In our experiment, we test the classification accuracy on three datasets according to different codebook sizes, which may considerably influence classification results [13]. The performance is illustrated in Fig. 10, from which we can see the overall tendency is that the performance increases with the growth of codebook size. Moreover, the curves grow faster when the codebook size is smaller. This is because small codebooks cannot present the various patches of the images in the dataset.

Fig. 10
figure 10

Classification performance on different codebook size (%)

5.8 Influence of individual components

In this subsection, the importance of each component is tested and the results are shown in Table 7. Here we can see that the proposed sparse neighbor coding performs better than LLC method by 3.03 %, 2.99 %, 1.42 % and 0.5 % improvements separately. Besides, by using the discriminative feature selection and visual word selection strategies, the performance are boosted comparing with that of the basic sparse neighbor coding method. Therefore, it is evident that these two modules are effective and lead to better sparse code. And the best results are obtained by combining these three modules.

Table 7 Classification performance by combining different component

6 Conclusion and future work

The neighbor information in the feature space is of great importance for image representation. To explore the neighbor information, we have presented a sparse neighbor coding method. We have developed two modules, which are used to keep the discriminative feature in each class and eliminate the non-informative visual words, to boost the discrimination of the resulted sparse code. Based on the observation that feature vectors from a certain class should be better represented by basis vectors in the sub-space of that class, we have selected the dominant basis vectors for each class.

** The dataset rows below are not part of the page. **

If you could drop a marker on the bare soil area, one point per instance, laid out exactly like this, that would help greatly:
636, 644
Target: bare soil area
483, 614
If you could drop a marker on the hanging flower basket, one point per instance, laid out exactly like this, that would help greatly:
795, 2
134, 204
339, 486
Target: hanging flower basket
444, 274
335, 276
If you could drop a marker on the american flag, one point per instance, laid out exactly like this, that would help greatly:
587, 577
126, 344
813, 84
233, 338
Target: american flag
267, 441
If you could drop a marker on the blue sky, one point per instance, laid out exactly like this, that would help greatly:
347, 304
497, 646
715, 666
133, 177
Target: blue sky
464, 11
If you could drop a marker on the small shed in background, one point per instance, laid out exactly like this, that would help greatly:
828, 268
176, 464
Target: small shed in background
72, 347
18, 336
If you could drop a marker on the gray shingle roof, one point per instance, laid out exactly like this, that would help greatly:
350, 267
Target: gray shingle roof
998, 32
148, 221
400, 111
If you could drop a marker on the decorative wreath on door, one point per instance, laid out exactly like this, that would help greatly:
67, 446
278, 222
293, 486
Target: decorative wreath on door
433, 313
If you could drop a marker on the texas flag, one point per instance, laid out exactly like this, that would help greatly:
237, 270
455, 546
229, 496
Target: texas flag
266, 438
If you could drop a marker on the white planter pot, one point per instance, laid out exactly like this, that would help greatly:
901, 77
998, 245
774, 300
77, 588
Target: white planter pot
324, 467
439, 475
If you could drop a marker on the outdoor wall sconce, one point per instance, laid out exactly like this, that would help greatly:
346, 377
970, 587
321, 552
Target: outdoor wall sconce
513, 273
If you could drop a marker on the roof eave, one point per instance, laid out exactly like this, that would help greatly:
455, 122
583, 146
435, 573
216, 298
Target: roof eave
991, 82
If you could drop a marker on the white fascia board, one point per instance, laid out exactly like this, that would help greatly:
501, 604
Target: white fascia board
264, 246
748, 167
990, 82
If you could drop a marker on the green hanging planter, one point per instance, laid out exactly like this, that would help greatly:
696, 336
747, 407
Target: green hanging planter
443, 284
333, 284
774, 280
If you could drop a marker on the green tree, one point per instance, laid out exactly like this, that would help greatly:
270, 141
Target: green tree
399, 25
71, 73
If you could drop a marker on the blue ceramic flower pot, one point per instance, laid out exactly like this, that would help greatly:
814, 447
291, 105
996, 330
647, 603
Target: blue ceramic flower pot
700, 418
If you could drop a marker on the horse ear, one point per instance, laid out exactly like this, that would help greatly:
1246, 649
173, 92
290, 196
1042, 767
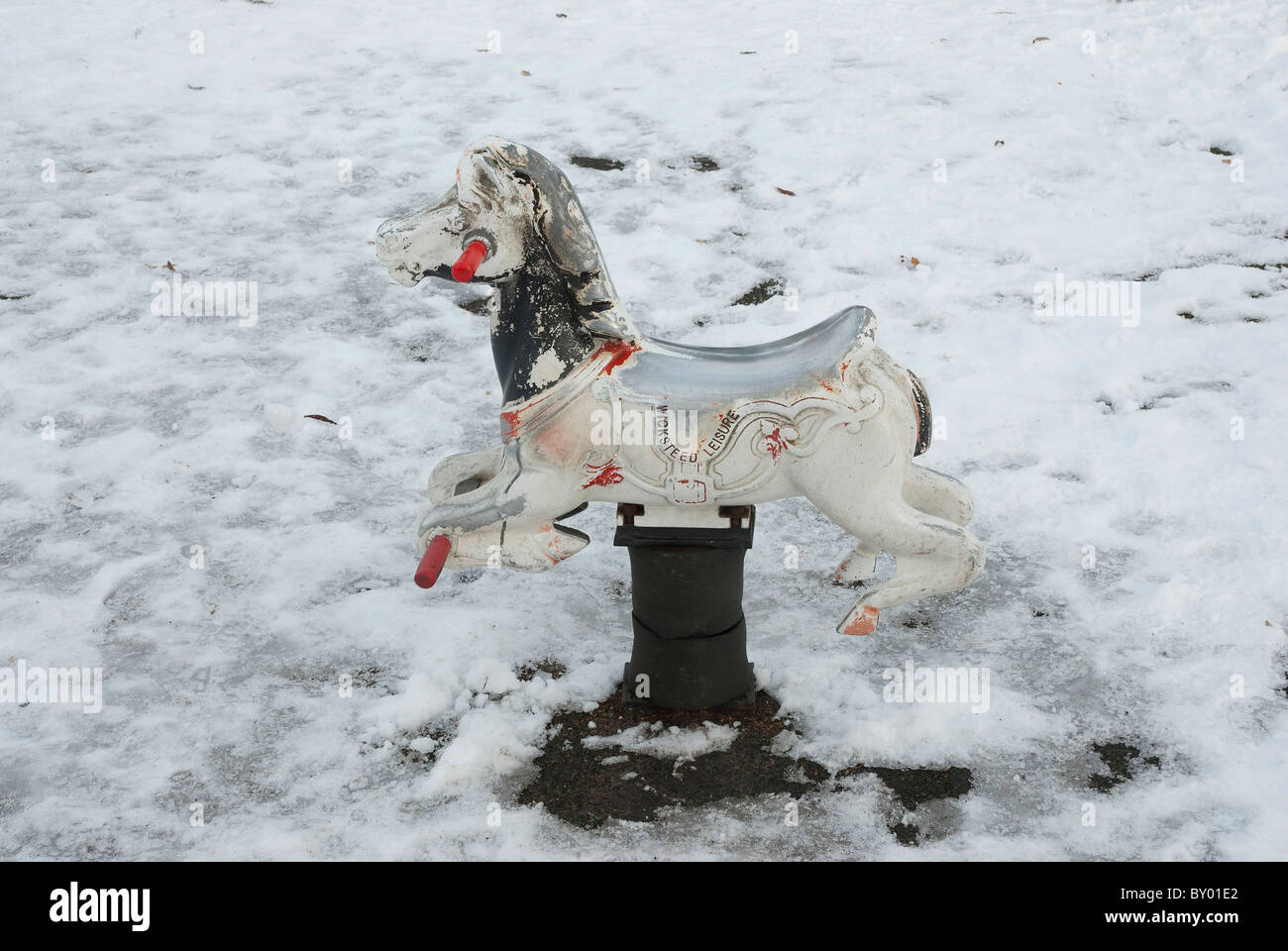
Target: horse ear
565, 228
567, 235
559, 219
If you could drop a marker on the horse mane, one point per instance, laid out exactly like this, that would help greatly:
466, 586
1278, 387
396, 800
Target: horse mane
568, 239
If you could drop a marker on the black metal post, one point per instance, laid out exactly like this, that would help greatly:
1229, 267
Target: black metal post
691, 635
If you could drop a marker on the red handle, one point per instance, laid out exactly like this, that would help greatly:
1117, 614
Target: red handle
432, 562
469, 261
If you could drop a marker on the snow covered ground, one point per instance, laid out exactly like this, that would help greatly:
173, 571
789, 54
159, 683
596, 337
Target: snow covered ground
1127, 468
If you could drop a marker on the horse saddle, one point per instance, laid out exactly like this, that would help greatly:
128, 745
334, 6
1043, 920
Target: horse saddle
688, 375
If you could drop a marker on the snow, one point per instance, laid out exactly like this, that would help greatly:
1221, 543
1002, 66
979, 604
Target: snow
224, 684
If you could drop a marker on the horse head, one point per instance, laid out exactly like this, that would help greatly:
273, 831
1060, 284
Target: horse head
514, 221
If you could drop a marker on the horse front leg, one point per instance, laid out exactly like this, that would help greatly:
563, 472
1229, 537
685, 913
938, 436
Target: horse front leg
507, 521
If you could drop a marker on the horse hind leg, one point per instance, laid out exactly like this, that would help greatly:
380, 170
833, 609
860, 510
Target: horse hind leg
931, 556
938, 495
857, 568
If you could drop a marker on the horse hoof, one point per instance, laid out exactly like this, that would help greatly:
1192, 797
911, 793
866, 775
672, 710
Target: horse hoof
861, 620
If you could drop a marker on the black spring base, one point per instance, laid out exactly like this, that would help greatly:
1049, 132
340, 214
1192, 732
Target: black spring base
691, 635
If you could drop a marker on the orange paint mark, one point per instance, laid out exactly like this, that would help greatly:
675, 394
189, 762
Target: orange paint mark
618, 351
866, 622
776, 444
511, 419
605, 475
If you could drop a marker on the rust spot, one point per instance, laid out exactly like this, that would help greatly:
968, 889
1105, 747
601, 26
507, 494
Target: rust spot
618, 351
864, 622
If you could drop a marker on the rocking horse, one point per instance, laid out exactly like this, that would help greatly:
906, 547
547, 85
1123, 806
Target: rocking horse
822, 414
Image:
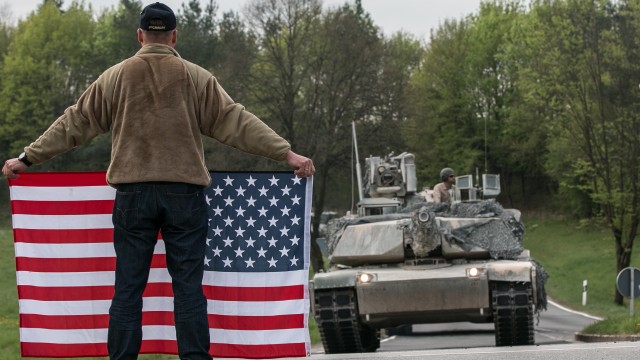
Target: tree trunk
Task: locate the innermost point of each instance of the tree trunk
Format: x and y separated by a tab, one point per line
623	259
320	180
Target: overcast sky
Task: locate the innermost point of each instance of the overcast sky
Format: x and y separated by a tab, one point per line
414	16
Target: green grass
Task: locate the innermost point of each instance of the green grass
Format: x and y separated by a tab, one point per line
571	252
9	325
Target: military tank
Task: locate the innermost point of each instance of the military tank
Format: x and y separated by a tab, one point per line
402	260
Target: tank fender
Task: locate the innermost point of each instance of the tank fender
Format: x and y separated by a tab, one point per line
520	271
335	279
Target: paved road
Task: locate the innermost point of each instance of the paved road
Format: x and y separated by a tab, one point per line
554	337
556	325
571	351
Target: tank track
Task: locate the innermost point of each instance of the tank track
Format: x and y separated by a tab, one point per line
512	313
340	329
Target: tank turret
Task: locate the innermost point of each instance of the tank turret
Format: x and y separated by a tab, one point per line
403	260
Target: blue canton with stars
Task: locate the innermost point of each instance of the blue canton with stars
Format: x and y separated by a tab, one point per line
256	222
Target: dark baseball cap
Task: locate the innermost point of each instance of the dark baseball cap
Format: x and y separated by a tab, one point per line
157	17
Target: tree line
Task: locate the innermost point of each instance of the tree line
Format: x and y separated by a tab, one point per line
543	92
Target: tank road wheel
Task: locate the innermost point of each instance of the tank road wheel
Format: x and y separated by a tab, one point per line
512	313
336	315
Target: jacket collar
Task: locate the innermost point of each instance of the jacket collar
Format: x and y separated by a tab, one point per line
157	49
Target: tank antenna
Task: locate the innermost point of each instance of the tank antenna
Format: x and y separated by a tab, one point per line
358	168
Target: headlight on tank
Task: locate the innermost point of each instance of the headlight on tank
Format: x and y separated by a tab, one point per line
365	278
475	272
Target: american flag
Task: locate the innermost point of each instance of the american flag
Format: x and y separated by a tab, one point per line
256	266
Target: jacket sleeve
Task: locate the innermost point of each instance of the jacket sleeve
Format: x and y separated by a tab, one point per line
229	122
78	124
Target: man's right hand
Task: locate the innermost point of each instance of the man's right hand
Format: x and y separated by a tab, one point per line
12	168
302	166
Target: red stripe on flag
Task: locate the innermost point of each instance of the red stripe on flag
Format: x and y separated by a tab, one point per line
71	236
158	261
84	293
66	265
32	349
62	207
64	322
292	321
67	293
275	293
98	178
97	321
258	351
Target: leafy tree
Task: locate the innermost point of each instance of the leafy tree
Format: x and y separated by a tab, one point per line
591	52
44	71
115	36
443	118
198	38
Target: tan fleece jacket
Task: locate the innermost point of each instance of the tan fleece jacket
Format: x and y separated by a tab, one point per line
157	105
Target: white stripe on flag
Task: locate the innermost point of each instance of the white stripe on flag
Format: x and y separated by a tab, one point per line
243	308
62	193
159	332
64	251
262	337
74	251
62	222
67	308
235	279
89	278
75	336
157	303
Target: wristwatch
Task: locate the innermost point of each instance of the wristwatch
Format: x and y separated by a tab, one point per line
23	157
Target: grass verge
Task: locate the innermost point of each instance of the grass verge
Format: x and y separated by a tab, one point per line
571	252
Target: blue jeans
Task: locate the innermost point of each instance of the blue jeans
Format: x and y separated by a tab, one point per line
140	211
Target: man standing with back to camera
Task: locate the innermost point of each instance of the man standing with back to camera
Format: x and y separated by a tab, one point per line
157	105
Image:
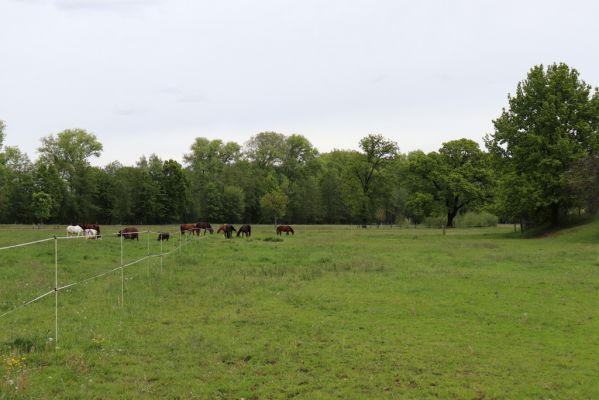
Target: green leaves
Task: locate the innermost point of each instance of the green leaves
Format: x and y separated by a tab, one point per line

We have also demonstrated that by combining the frequency distribution of the similar features over the basis vectors, the relationship between local features can be retained during sparse coding. The experiments on four databases have validated the effectiveness of our method.

In the future work, we will explore more relational information between the features to be encoded. Furthermore, we will investigate the manifold structural information, which has proved to be an effective approach to characterizing the structure of descriptors.